Der Angeklagte vor dem Gericht in Salzburg

Einbrecher erschossen: Hausbewohner freigesprochen

Montag, 11. Mai 2026 | 16:55 Uhr

Von: apa

Am Landesgericht Salzburg ist am Montag ein Hausbewohner, der am 31. Juli des Vorjahres einen Einbrecher in der Stadt Salzburg mit einem Schuss in den Hinterkopf getötet hatte, vom Mordvorwurf freigesprochen worden. Die Geschworenen verneinten einstimmig die Frage nach Mord und bejahten ebenso einstimmig die Frage nach Notwehr. Der 66-Jährige wurde daher freigesprochen und enthaftet, informierte Gerichtssprecher Thomas Tovilo-Moik. Das Urteil ist nicht rechtskräftig.

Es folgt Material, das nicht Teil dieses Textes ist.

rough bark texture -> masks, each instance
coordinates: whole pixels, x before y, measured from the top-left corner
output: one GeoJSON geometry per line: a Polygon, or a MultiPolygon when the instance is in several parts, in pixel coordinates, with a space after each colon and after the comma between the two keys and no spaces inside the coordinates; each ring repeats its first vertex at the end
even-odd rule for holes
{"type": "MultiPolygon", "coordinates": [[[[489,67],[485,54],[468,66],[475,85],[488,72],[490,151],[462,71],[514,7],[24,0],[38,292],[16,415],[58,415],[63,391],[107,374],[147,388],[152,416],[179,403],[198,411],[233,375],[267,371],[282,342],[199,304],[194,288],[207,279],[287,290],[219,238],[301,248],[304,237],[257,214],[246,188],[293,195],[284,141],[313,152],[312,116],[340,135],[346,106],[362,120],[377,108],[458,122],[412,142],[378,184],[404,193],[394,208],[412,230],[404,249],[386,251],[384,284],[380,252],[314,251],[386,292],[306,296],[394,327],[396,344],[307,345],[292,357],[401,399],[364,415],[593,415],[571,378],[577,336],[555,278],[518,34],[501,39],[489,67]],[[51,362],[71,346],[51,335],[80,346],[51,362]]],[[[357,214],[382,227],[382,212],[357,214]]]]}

Die Tat hatte sich am Nachmittag des 31. Juli im Stadtteil Gnigl ereignet. Der 31-jährige Einbrecher war damals gemeinsam mit seiner Lebensgefährtin in das Haus mit Garten eingedrungen, in dem der 66-Jährige alleine wohnte. Das Paar soll den Maschendrahtzaun zum Wohnhaus aufgeschnitten haben und über den Garten zur Terrasse gelangt sein. Dort sammelte das Duo Beute aus dem Haus zusammen. Nachdem die beiden bereits einen Teil des Diebesguts weggebracht hatten, kehrten sie zum Haus zurück. Dabei wurden sie vom heimkommenden Bewohner überrascht. Laut Staatsanwaltschaft gab der Angeklagte zunächst mehrere Warnschüsse ab. Als die Flüchtenden bereits im Garten waren, habe er dann auf den Körper des Einbrechers geschossen. Das Projektil traf den Ungarn am Hinterkopf, der Mann starb kurz darauf im Krankenhaus.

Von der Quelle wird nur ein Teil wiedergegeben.